GNFAC Avalanche Forecast for Wed Mar 16, 2011

Not the Current Forecast

Good morning. This is Doug Chabot with the Gallatin National Forest Avalanche Advisory issued on Wednesday, March 16, at 7:30 a.m. Yellowstone Club Community Foundation, in cooperation with the Friends of the Avalanche Center, sponsors today’s advisory. This advisory does not apply to operating ski areas 

Mountain Weather

In the last 24 hours 16 inches of snow has fallen in the southern Madison Range and a foot near Cooke City. Moonlight Basin received seven inches while two to three inches fell in Hyalite and the Bridger Range. The storm is not done. Westerly winds are averaging 20-30 mph with gusts hitting 60 mph. Mountain temperatures are in the high 20s. Today I expect 8-12 inches in the southern mountains and 4-6 inches in the northern ranges as winds slightly abate and temperatures drop into the low 20s. 

Snowpack and Avalanche Discussion

The Bridger, the northern Madison and northern Gallatin Ranges:

Snowfall in the north has been sporadic.  At 6 a.m. seven inches has fallen around Lone Peak while the mountains around Bozeman got two to three inches so far. The wind was not so discretionary. It’s blowing strong everywhere. It’s quite possible to find natural avalanche activity today and I feel confident a skier or snowmobiler could trigger wind drifts. Without buried weak layers, avalanche activity will be confined to the last few days’ new snow. More snowfall and strong winds today are creating a CONSIDERABLE avalanche danger on all wind-loaded slopes and a MODERATE danger elsewhere.

The southern Madison and southern Gallatin Ranges, the Lionhead area near West Yellowstone, the mountains around Cooke City and the Washburn Range:

The southern mountains are getting fire hosed. Over two feet has fallen in 48 hours and it’s still snowing. The snow is not light powder either—its 10% density cream. This snowfall measures two inches of snow water equivalency—a lot of stress to be added in such a short period of time. Eric found faceted layers around Bacon Rind and Teepee Creek which will be straining to support this new load. Mark rode around Cooke City yesterday and saw a large avalanche on Republic Peak (photo), but no activity anywhere else. He also hunted for weak layers, but came up empty. Other than the facets Eric found, we have not seen widespread instabilities. The upper few feet of the snowpack is a hodgepodge of ball bearing graupel pellets, ice crusts underlying the new snow, and fluctuating densities in the storm snow. But the real driving force behind the rising avalanche danger is the heavy rate of snowfall and ripping winds. Large snow loads can stress even the strongest layers to their breaking point (video).

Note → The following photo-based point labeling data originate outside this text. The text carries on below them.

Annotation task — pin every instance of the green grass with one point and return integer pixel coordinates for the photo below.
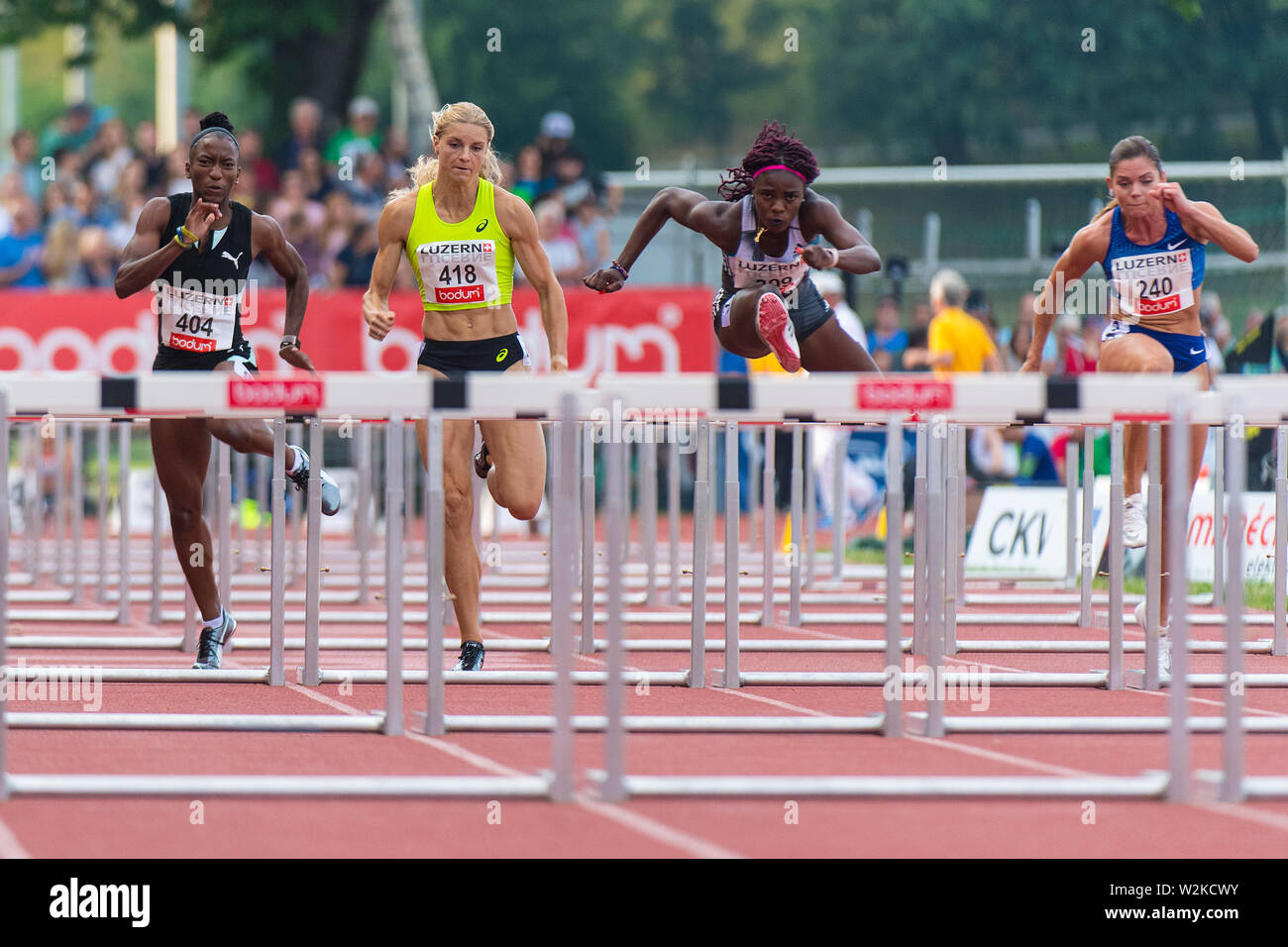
(1258, 595)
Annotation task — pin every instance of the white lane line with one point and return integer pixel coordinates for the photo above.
(9, 844)
(643, 825)
(655, 830)
(1248, 813)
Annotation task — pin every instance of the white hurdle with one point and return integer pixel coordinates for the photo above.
(846, 399)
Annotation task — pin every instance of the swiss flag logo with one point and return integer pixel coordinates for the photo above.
(292, 393)
(890, 394)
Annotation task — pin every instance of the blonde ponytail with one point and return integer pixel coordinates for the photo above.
(426, 165)
(1131, 147)
(1113, 202)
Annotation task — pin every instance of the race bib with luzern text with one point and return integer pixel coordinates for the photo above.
(1153, 283)
(196, 320)
(458, 272)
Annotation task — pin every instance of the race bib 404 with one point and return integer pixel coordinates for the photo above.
(1154, 283)
(458, 272)
(194, 320)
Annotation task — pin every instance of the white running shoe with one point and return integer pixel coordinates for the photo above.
(1164, 643)
(1133, 522)
(774, 326)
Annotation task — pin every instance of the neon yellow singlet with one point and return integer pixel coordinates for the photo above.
(465, 265)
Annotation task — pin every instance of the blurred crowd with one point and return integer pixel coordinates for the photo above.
(71, 196)
(954, 330)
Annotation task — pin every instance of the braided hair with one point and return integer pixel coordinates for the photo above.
(773, 146)
(214, 123)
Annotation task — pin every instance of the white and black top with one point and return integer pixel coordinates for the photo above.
(201, 300)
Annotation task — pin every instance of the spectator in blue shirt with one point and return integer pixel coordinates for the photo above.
(22, 248)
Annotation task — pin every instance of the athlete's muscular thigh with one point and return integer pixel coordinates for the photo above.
(1133, 352)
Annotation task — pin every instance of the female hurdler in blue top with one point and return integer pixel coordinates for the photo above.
(1151, 243)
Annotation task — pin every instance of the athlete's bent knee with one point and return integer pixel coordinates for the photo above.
(526, 506)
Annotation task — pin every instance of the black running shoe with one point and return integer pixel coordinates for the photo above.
(482, 462)
(330, 491)
(210, 648)
(472, 657)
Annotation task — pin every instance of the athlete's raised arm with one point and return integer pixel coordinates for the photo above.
(391, 232)
(1202, 221)
(151, 252)
(853, 253)
(669, 204)
(267, 239)
(520, 226)
(1085, 250)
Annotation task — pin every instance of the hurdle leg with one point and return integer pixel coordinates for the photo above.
(794, 607)
(394, 444)
(588, 539)
(1154, 557)
(1085, 547)
(102, 444)
(614, 696)
(919, 556)
(240, 468)
(1232, 744)
(59, 574)
(563, 539)
(1280, 642)
(1116, 557)
(123, 615)
(224, 523)
(700, 523)
(277, 565)
(952, 589)
(838, 504)
(673, 510)
(263, 476)
(893, 720)
(436, 724)
(935, 578)
(732, 676)
(1179, 697)
(360, 449)
(4, 585)
(158, 535)
(77, 528)
(768, 528)
(648, 510)
(313, 557)
(1219, 518)
(810, 506)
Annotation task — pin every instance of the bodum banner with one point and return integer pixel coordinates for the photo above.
(664, 329)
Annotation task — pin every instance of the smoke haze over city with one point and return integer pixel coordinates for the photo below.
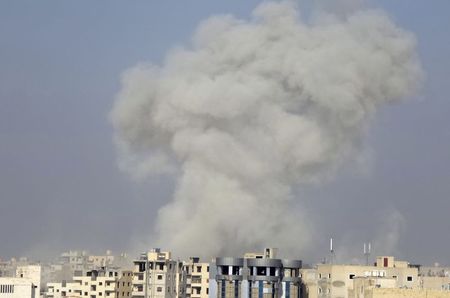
(249, 124)
(253, 109)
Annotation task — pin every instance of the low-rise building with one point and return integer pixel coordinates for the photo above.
(104, 282)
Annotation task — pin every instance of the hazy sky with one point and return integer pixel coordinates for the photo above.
(60, 188)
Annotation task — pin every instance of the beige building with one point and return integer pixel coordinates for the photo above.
(155, 275)
(371, 291)
(197, 279)
(106, 282)
(31, 273)
(13, 287)
(101, 260)
(338, 280)
(258, 275)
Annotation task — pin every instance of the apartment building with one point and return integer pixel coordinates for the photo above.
(258, 276)
(104, 282)
(76, 260)
(155, 275)
(13, 287)
(31, 273)
(97, 261)
(196, 283)
(332, 280)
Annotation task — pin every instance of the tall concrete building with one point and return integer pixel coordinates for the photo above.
(104, 282)
(196, 279)
(13, 287)
(31, 273)
(258, 276)
(155, 275)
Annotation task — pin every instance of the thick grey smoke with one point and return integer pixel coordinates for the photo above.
(252, 109)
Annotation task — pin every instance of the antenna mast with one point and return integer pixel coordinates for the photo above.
(332, 256)
(367, 250)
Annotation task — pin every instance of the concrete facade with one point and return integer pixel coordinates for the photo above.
(258, 275)
(11, 287)
(196, 279)
(155, 275)
(112, 283)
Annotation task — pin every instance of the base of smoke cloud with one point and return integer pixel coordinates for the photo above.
(388, 227)
(253, 109)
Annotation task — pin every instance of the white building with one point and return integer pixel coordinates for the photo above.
(105, 282)
(31, 273)
(155, 275)
(11, 287)
(196, 283)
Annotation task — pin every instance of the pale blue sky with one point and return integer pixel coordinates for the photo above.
(60, 65)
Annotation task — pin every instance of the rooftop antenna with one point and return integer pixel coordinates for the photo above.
(367, 250)
(332, 256)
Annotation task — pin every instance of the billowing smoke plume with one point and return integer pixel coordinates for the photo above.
(252, 109)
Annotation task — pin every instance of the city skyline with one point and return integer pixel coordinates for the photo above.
(61, 187)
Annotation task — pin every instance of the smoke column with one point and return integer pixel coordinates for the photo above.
(252, 109)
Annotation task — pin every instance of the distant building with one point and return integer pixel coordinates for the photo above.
(196, 283)
(343, 281)
(11, 287)
(31, 273)
(155, 275)
(105, 282)
(258, 275)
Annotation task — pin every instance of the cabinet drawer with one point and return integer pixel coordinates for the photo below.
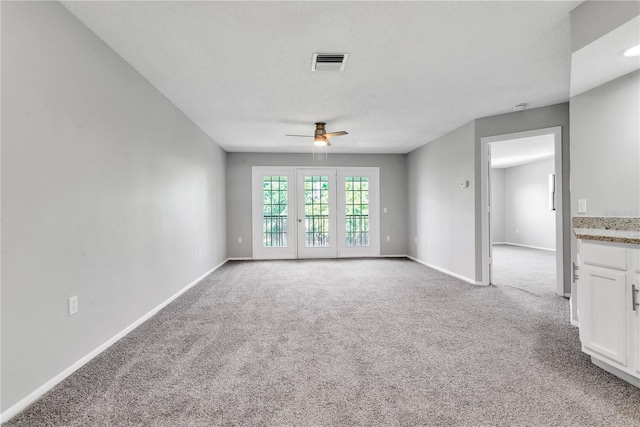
(603, 256)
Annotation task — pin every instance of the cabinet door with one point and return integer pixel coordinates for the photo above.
(635, 322)
(603, 313)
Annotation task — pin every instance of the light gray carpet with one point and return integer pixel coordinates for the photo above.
(344, 342)
(532, 270)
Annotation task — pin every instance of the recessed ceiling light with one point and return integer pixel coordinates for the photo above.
(632, 51)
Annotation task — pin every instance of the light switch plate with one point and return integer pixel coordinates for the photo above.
(582, 205)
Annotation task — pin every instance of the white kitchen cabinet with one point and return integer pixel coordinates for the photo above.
(609, 321)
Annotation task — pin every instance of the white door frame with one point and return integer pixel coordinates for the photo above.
(556, 131)
(291, 251)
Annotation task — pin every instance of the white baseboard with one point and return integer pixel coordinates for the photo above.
(442, 270)
(37, 393)
(525, 246)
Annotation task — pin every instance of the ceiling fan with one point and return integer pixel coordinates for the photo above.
(321, 136)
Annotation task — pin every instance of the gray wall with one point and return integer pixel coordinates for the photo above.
(605, 150)
(497, 205)
(393, 194)
(528, 220)
(593, 19)
(108, 192)
(535, 118)
(441, 214)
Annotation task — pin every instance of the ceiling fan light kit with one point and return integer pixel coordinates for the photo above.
(321, 136)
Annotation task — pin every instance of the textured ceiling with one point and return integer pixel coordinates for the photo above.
(603, 59)
(515, 152)
(241, 70)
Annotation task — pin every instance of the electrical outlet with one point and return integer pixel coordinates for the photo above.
(73, 305)
(582, 205)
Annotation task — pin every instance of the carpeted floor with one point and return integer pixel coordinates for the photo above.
(344, 342)
(532, 270)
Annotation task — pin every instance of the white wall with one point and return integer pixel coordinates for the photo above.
(393, 194)
(528, 220)
(441, 214)
(497, 205)
(605, 150)
(108, 191)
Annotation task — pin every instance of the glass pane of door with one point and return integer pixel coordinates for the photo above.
(316, 211)
(357, 210)
(274, 211)
(316, 218)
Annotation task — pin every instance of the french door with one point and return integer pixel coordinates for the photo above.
(315, 213)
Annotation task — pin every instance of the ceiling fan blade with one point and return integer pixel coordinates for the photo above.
(334, 134)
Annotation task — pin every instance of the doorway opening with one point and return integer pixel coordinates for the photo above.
(315, 213)
(522, 210)
(523, 213)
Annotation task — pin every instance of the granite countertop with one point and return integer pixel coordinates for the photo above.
(608, 229)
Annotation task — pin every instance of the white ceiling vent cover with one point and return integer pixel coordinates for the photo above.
(329, 61)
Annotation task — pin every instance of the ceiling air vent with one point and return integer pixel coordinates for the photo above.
(329, 61)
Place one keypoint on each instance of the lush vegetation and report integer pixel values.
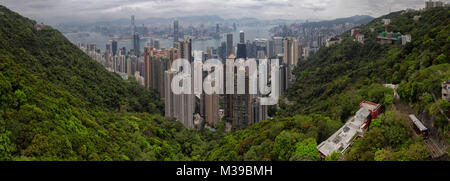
(58, 104)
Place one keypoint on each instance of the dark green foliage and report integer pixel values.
(58, 104)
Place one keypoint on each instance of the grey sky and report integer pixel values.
(58, 11)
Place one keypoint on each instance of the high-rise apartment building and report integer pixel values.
(185, 49)
(181, 107)
(136, 44)
(241, 37)
(230, 49)
(175, 33)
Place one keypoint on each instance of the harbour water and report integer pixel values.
(251, 33)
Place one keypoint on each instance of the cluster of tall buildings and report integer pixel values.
(152, 69)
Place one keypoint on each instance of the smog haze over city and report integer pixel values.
(236, 81)
(57, 11)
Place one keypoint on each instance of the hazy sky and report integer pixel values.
(58, 11)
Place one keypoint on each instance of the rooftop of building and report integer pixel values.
(343, 138)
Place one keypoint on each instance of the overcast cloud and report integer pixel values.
(59, 11)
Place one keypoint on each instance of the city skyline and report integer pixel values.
(55, 12)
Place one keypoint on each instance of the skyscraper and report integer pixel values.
(278, 45)
(148, 82)
(290, 51)
(290, 57)
(241, 51)
(185, 49)
(175, 33)
(133, 26)
(114, 47)
(180, 107)
(217, 31)
(136, 44)
(241, 37)
(156, 44)
(238, 107)
(230, 49)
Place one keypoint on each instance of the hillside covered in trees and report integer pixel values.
(331, 84)
(58, 104)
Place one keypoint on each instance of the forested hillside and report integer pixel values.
(58, 104)
(331, 84)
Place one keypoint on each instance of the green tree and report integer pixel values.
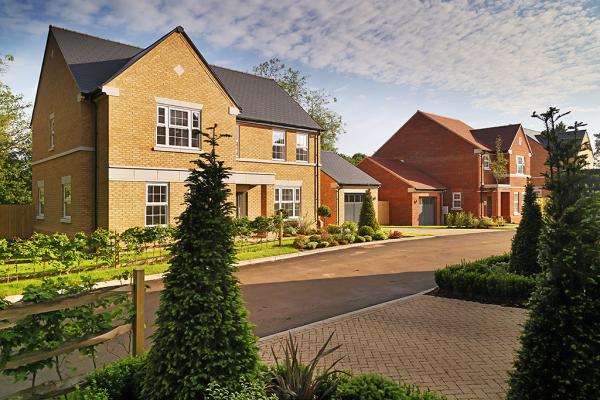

With winds gusting to 60 mph, two feet of new snow and more falling every hour, slopes will be unstable today and have a CONSIDERABLE avalanche danger.

Mark will issue the next advisory tomorrow morning at 7:30 a.m. If you have any snowpack or avalanche observations, drop us a line at mtavalanche@gmail.com or call us at 587-6984.

Avalanche Video Clip from Utah

http://youtu.be/1ynAm5Wao1I?hd=1 

This is a great clip of a snowmobiler triggering a slide on March 9th in the Uinta Mountains, UT. He hurt his leg, trashed his machine, but should recover fine.  Watching the clip a few things stand out:

1.    Small slopes can be dangerous, especially when slides push you into trees.

2.    His helmet cam shows how fast even a small slide accelerates.

3.    Partners watching from a safe zone are worth their weight in gold.